Are tribal laws and religion one and the same? Or does religion serve only to help them understand their spiritual place in the world? Or is it neither?

I just picked up a copy of “Our Secret Plan: What Will Our Grandchildren Think of Us?” from DQ’s address to the Minnesota Social Investment Forum on June 7, 1993. My question is about the drug trade and the three-year plan.

The part of the address I don’t understand is: “But all the hundreds of thousands of low-level links would have been forced to seek other forms of occupation. Similarly, in three years, the growers around the world who currently supply our appetite for drugs would have been forced into other activities.”

Wouldn’t these people still be growing and producing drugs, only legally? If not, what about small farmer vs. corporate business?

It’s been over a decade since Ishmael was published. My question is, how are we doing?

You once described the potential for exponential growth of the ideas in Ishmael. Has this been the case, or do you think there may come a time when “Quinn-changed minds” are relegated to the ranks of cultish idealists?

My friends and family have put me in such a category for years, and I’m starting to believe them.

I’m not quite clear about your stance on birth control.
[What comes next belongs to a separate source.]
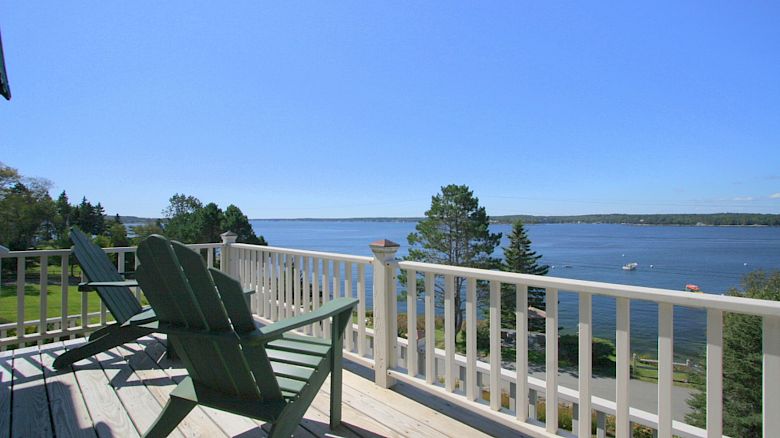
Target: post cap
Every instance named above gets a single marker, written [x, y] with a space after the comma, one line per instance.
[384, 243]
[229, 237]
You say in The Story of B that you have no problem with birth control. But at the end of Ishmael, the student implies that we live in the society we live in because we don’t want to live at the mercy of the gods.
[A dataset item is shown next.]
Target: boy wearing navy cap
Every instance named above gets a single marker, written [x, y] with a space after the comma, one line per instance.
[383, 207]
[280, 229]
However, birth control seems to me to be a matter of trying not to live at the hands of the gods. It seems as though it is a contradiction to say that we create problems by refusing to live in the hands of the gods, but at the same time saying you have no problem with people using birth control.

I guess I would most like you to clear up your stance on your feelings toward the use of artificial contraception.
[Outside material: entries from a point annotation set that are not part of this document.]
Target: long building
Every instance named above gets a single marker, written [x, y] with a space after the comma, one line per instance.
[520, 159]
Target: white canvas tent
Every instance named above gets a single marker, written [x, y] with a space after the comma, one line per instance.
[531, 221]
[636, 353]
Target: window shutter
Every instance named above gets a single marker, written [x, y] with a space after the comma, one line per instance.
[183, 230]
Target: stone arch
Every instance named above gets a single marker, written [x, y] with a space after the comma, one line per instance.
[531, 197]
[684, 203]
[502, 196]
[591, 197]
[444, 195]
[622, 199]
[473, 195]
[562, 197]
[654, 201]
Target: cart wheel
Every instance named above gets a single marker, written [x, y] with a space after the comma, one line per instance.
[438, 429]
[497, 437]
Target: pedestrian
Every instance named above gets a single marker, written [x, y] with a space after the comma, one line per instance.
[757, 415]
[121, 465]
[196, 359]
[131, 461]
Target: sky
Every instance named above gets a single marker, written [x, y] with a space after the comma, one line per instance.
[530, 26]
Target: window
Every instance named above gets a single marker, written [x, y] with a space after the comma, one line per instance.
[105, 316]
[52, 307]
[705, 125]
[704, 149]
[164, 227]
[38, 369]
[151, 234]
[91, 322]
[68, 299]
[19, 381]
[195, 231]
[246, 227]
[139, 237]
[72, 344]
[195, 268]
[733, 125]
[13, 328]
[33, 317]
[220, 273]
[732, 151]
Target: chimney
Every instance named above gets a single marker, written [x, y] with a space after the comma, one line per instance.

While you were writing the Ishmael Trilogy, did you think/feel that the Copernican Revolution you were experiencing (and putting on paper) was not much unlike what Descartes, Hegel or Marx experienced as they produced volumes which would eventually create their respective cultural alterations? The self-evident difference being their volumes contributed to the Taker way and, well, yours are the antithesis thereof.

In two previous questions you have hinted at a dissatisfaction with the goals (or execution thereof) of the Peace Corps. Could you expand on this topic a little more, specifically what is it about the Peace Corps that promotes a Taker society?

Could the Peace Corps be redesigned to better adhere to the Leaver societies described in your work? I am not in the Peace Corps myself; my friend is considering joining soon. I believe her personal goals are well-intentioned but I’ve always had a vague sense that the PC has an underlying agenda without any facts to back that claim up. Perhaps you could shed some light on my own intuitions.

How are you different from the prophets who tell people how to live thier lives? I know it is not your intention to do so, but I feel like through reading other questions and talking with other Ishmael readers, that your ideas revolutionize the way we think about the world.

In turn, how we live is ultimately shaped by you. Gutting out our system of understanding and replacing it with that of Ishmael changes how we think and live, right?